Comparing attention-based methods with long short-term memory for state encoding in reinforcement learning-based separation management
D. J. Groot (TU Delft - Operations & Environment)
J. Ellerbroek (TU Delft - Operations & Environment)
J. M. Hoekstra (TU Delft - Operations & Environment)
More Info
expand_more
Other than for strictly personal use, it is not permitted to download, forward or distribute the text or part of it, without the consent of the author(s) and/or copyright holder(s), unless the work is under an open content license such as Creative Commons.
Abstract
Reinforcement learning (RL) is a method that has been studied extensively for the task of conflict-resolution and separation management within air traffic control, offering advantages over analytical methods. One key challenge associated with RL for this task is the construction of the input vector. Because the number of agents in the airspace varies, methods that can handle dynamic number of agents are required. Various methods exist, for example, selecting a fixed number of aircraft, or using methods such as recurrent neural networks or attention to encode the information. Multiple studies have shown promising results using these encoder methods, however, studies comparing these methods are limited and the results remain inconclusive on which method works better. To address this issue, this paper compares different input encoding methods: three different attention methods – scaled dot-product, additive and context aware attention – and long short-term memory (LSTM) with three different sorting strategies.
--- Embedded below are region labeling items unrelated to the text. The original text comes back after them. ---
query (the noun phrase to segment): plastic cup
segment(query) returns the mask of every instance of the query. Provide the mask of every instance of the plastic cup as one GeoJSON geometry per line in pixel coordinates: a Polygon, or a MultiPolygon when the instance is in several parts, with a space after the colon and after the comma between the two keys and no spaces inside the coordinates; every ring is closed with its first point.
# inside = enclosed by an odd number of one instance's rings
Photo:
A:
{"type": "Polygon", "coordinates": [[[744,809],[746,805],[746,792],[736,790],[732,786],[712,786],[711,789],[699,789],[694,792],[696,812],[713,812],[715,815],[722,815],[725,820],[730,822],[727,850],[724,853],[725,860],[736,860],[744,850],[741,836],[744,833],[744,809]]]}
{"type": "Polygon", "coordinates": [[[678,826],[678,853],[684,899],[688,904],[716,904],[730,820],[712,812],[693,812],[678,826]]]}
These methods are used as input encoders for different models trained with the Soft Actor–Critic algorithm for separation management in high traffic density scenarios. It is found that additive attention is the most effective at increasing the total safety and maximizing path efficiency, outperforming the commonly used scaled dot-product attention and LSTM. Additionally, it is shown that the order of the input sequence significantly impacts the performance of the LSTM based input encoder. This is in contrast with the attention methods, which are sequence-independent and therefore do not suffer from biases introduced by the order of the input sequence.